Since we use propane, it didn’t take long at all to get the grill grates hot. I’d made the chocolate peanut butter sauce ahead of time and just reheated it quickly in the microwave with a splash of almond milk. In less than 10 minutes, our guests had grilled banana splits in front of them.
The warm banana with cool ice cream is a wonderful meeting of textures and flavors. And of course, chocolate, banana, and peanut butter play very nicely together.
Our guests had no problem polishing off their desserts and said they were the highlight of the night.
Grilled banana splits with chocolate peanut butter sauce
- In a small pot, bring non-dairy milk and chocolate chips to a low or low-medium heat. Stir constantly with a fork or whisk until the chocolate chips are fully melted and smooth. (It should take just a few minutes.)
- Stir in the peanut butter and maple syrup. Once it has all completely combined, continue cooking and stirring for a minute or two more while the sauce reduces and becomes the consistency of gravy. If it gets too thick or seizes up, add another splash of non-dairy milk.* Remove from heat and set aside.
- Heat the outdoor or indoor grill to 500 degrees. Lightly brush the grill grate or the cut side of the bananas with oil.
- Place the bananas cut side down on the heated grill. Don't move them for about three minutes, until they get good, dark grill marks.
- Use tongs to flip the bananas onto the back where the peel is still attached.

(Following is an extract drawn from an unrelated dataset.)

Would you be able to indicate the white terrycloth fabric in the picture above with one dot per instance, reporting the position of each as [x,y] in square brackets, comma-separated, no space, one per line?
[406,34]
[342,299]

Continue cooking them for another two or three minutes until the peel has darkened and the banana has softened. Move them to a plate to cool slightly.
- Put out 4 bowls or banana boats. Into each bowl, put 2 or 3 scoops of creamy cashew frozen dessert. Remove the peels from the bananas. Put two banana halves into each bowl. Top with warm chocolate peanut butter sauce. Garnish with chopped peanut butter cups. Serve immediately.
This grilled banana splits recipe was my entry into the So Delicious Dairy Free recipe contest in collaboration with Go Dairy Free. While I was not compensated for my time creating this recipe, I did receive a small grocery stipend.